Classification Models

Data mining models are based on one of two kinds of learning: supervised and unsupervised. Supervised learning is typically used to predict a value. Classification problems use supervised learning.

In a classification problem, you have a number of cases (examples) and wish to predict which of several classes each case belongs to. Each case has multiple attributes; each attribute takes on one of several possible values. The attributes consist of multiple predictor attributes (independent variables) and one target attribute (dependent variable). Each of the target attribute's possible values is a class to be predicted on the basis of that case's predictor attribute values.

Different classification algorithms use different techniques for finding relations between the predictor attributes' values and the target attribute's values in the data used to build the model. These relations are summarized in the model. This model can then be applied to new cases with unknown target values to predict target values.

The application of a classification model to new data is called applying the model or scoring the data. For basic information about applying models, see Apply a Model.

For more information about classification, see Where to Find More Information.

Algorithms

You can use the Classification Model Build Wizard to create models that use one of the following algorithms:

Note: Not all algorithms support text mining. See Text Mining for more information.

ABN Deprecated

The Adaptive Bayes Network (ABN) algorithm is deprecated in Oracle Data Mining 11g. Oracle Data Miner does not support building ABN models; you can view ABN models created using the Oracle Data Mining 11g APIs. Use the Decision Tree algorithm to generate rules.

Costs

In a classification problem, it may be important to specify the costs involved in making an incorrect decision. Doing so can be useful when the costs of different misclassifications vary significantly.
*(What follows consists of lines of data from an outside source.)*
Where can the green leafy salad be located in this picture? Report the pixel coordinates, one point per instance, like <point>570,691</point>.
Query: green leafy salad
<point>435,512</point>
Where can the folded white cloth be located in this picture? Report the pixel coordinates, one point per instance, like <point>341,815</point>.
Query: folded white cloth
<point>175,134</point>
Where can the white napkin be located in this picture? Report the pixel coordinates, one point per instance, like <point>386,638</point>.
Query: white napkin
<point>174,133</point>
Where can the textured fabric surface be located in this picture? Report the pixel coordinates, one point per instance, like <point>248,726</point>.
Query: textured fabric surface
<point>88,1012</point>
Costs are specified in a cost matrix. The rows of a cost matrix correspond to actual values; the columns correspond to predicted values. For any pair of actual/predicted values, the entry in the matrix indicates the number of records classified in that pairing.

Priors

When you build a classification model, you may need to balance the number of positive and negative cases for the target of a supervised model. This can happen either because a given target value is rare in the population, for example, fraud cases, or because the data you have does not accurately reflect the real population, that is, the data sample is skewed. You use priors to specify how the build data matches the data in the population.

A classification model works best when it has a reasonable number of examples of each target value in its build data table. When only a few possible values exist, it works best with more or less equal numbers of each value. To work around this problem, you can create a build data table in which positive and negative target values are more or less evenly balanced, and then supply priors information to tell the model what the true balance of target values is.